John Fuegi was at one time a respected Brechtian authority. He founded the International Brecht Society in 1970 and edited its annual journal up until 1989, when he left the Society, presumably to work on his book. The publication of Brecht and Company in 1994 created a firestorm of controversy in both the mainstream press and academic circles. Four Brecht scholars jointly issued a 100-page chapter by chapter refutation titled “A Brechtbuster Goes Bust: Scholarly Mistakes, Misquotes, and Malpractices in John Fuegi’s Brecht and Company.” It was published in the Brecht Yearbook series that John Fuegi formerly edited. One of the scholars, John Willett (whom Fuegi used as an important—and misquoted—source in his book), wrote the following:
In over 30 years in the profession I have not read an allegedly scholarly book on any subject I knew well that fell so short of minimum standards of serious scholarship. The evidence it presents is, for the most part, so flawed or unsustainable and the presentation of that evidence violates basic standards of accuracy and responsibility so egregiously that the book cannot stand up to careful scrutiny.

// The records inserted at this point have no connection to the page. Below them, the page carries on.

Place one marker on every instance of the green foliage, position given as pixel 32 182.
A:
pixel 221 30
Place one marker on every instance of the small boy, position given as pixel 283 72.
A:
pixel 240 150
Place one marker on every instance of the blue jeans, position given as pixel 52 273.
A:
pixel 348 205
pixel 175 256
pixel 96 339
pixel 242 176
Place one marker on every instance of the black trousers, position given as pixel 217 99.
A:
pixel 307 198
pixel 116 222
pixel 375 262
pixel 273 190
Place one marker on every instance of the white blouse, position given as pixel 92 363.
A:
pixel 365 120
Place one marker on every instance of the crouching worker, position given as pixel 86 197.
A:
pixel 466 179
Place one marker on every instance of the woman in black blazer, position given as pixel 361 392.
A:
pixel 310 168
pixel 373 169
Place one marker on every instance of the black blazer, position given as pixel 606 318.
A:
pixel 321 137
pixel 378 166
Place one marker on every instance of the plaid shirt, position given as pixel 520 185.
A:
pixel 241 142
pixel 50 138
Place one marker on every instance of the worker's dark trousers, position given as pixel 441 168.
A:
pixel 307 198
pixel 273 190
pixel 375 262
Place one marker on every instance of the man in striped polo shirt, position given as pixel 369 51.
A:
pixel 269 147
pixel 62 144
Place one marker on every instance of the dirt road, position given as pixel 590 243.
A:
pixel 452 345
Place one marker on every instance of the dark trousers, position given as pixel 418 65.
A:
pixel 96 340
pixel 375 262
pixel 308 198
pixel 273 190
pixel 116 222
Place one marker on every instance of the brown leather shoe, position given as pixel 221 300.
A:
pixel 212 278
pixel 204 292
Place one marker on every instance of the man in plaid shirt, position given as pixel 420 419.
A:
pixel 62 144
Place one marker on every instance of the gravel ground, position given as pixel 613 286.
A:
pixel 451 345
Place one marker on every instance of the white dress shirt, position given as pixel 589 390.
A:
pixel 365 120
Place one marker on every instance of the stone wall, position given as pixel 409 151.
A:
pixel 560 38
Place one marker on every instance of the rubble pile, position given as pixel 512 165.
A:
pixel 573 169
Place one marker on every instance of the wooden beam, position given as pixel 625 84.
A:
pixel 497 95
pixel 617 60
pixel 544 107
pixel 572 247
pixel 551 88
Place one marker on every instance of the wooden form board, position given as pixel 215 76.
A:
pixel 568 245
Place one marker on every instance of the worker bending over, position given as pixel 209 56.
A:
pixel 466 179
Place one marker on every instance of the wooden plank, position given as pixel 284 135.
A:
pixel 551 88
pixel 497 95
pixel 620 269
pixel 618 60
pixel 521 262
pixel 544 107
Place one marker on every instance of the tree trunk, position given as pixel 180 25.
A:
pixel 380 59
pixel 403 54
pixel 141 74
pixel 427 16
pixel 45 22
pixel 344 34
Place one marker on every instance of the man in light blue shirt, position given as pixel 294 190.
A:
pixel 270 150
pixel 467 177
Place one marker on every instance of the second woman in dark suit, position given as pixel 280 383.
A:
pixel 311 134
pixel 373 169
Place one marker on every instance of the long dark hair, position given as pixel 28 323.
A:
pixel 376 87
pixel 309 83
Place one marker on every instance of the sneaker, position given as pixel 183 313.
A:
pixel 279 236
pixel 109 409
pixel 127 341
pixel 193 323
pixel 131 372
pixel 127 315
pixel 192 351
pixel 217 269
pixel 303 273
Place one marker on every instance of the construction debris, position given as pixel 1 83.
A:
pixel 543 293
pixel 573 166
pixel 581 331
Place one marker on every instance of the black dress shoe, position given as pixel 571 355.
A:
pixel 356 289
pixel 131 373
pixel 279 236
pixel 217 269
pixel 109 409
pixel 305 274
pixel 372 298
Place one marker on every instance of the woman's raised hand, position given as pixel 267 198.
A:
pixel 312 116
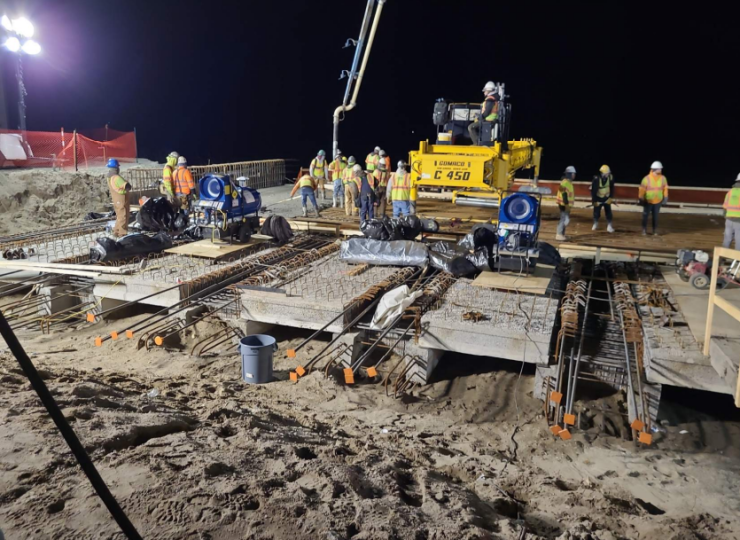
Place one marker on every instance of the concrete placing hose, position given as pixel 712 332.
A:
pixel 68 433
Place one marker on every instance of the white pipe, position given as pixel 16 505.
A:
pixel 360 74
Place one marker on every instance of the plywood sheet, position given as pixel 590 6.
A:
pixel 536 283
pixel 693 304
pixel 207 249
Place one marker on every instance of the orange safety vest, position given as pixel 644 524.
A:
pixel 654 188
pixel 732 203
pixel 183 181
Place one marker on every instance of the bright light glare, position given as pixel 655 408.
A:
pixel 23 27
pixel 31 47
pixel 12 44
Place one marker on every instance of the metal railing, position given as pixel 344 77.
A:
pixel 261 174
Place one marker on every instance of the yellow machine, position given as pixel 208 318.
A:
pixel 477 174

Bertolt Brecht’s position in the pantheon of 20th century literary giants appears secure as the millennium approaches. His stature is such that no single biography, whether hagiographic or insulting, is going to be the last word on his life and art. John Fuegi’s Brecht and Company is worth no one’s time. Virtually any other Brecht biography is preferable. Highly recommended is Frederic Ewen’s Bertolt Brecht, published in 1962, and reissued by Citadel Press in 1992.